Alors que le Portugal brûle sous l’effet du dérèglement climatique, un jeune prince renégat décide, contre l’avis de sa royale famille, de devenir sapeur-pompier et tombe amoureux d’un soldat du feu. Ça pourrait être un drame ou un commentaire acerbe sur l’urgence écologique. C’est en fait une farce transgressive doublée d’une comédie musicale érotique. Surtout, un film révolté, drôle, furieux, lyrique. Qui contient, accessoirement, la scène de sexe la plus délicieusement tordante de l’année.

«Licorice Pizza» de Paul Thomas Anderson

On attendait de Paul Thomas Anderson probablement tout sauf ce teen movie insolite, et c’est presque ça qui est le plus beau. Chronique californienne seventies et romance déambulatoire, Licorice Pizza semble inventer sous nos yeux sa narration d’une liberté inouïe aux couleurs pastel et aux sorties de route délicieuses, comme cette scène de camion conduit sous les étoiles par une fille épatante (Alana Haim), en marche arrière et en roue libre, métaphore parfaite de ce film doux-dingue. Une histoire de fidélité aussi puisque PTA y fait jouer Cooper Hoffman, fils de Philip Seymour Hoffman, un de ses acteurs fétiches disparu en 2014.
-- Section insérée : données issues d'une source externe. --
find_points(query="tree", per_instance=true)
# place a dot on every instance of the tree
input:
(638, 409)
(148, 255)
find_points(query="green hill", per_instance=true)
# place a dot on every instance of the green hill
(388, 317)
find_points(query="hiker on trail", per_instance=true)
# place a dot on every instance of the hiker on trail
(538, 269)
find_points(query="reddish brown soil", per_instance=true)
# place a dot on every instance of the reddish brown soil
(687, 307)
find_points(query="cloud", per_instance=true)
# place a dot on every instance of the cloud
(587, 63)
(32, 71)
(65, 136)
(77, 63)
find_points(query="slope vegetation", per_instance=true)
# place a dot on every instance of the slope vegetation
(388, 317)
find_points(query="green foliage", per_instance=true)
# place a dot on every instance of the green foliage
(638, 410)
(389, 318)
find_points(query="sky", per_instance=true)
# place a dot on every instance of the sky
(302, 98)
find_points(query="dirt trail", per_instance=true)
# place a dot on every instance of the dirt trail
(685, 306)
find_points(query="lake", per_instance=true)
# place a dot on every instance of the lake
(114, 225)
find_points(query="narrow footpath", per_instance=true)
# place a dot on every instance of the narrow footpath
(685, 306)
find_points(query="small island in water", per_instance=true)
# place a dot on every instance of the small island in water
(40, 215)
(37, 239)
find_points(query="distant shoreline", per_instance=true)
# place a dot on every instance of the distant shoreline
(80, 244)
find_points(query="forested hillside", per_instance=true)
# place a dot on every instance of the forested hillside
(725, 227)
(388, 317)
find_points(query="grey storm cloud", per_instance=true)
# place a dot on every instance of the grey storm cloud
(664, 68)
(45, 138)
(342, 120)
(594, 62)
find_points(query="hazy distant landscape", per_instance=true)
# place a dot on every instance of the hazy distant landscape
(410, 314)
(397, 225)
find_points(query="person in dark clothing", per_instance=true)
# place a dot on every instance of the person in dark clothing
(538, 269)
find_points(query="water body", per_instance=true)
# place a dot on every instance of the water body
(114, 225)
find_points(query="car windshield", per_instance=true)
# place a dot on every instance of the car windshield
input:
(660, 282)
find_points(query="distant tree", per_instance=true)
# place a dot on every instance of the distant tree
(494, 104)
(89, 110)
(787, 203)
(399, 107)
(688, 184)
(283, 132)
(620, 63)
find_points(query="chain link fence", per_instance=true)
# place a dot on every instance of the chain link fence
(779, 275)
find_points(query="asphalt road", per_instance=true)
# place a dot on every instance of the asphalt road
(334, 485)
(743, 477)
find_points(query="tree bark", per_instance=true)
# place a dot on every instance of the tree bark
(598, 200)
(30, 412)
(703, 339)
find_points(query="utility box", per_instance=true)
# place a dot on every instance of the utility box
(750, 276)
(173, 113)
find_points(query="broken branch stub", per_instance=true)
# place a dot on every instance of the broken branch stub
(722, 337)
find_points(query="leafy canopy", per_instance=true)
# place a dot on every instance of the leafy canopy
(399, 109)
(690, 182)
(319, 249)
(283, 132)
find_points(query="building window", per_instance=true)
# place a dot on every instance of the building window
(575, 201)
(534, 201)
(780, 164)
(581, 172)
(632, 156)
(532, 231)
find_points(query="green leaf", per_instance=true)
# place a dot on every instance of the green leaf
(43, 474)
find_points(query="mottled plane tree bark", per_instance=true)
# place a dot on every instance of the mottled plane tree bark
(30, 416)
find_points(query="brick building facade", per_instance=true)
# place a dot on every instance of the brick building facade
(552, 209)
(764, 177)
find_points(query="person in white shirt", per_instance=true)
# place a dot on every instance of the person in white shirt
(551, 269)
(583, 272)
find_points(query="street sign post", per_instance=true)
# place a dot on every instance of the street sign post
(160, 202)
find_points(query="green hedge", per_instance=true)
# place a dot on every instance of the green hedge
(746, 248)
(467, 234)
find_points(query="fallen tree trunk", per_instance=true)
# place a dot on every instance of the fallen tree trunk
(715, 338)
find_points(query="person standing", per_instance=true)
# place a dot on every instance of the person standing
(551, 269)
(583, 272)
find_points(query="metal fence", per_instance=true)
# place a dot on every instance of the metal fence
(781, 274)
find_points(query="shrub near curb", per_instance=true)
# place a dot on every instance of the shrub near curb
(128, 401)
«Contes du hasard et autres fantaisies» de Ryusuke Hamaguchi

Après le monument Drive My Car, le Japonais revient à une forme courte et vive en adaptant trois nouvelles qui sont autant de fragments arrachés à une économie des sentiments contemporaine dont il est l’un des plus brillants observateurs. Film fin, malicieux, troublant, Contes du hasard fait confiance aux mots pour bouleverser les âmes. Mention spéciale à une scène de lecture trouble, certainement le moment érotique de l’année en salles obscures.

«Godland» de Hlynur Pálmason

Un jeune pasteur, arpenteur herzoguien des confins du monde à la fin du XIXe siècle, voit sa foi vaciller sur les âpres terres islandaises où il entreprend le chantier d’une église. Sorti in extremis pour se qualifier dans la saison des tops, à la croisée du western et du survival fouetté par les vents, Godland puise sa splendeur envoûtante dans la pensée du sensible qui la guide, cette intuition d’un monde organique et minéral d’où faire jaillir les désordres et les mystères de l’âme humaine.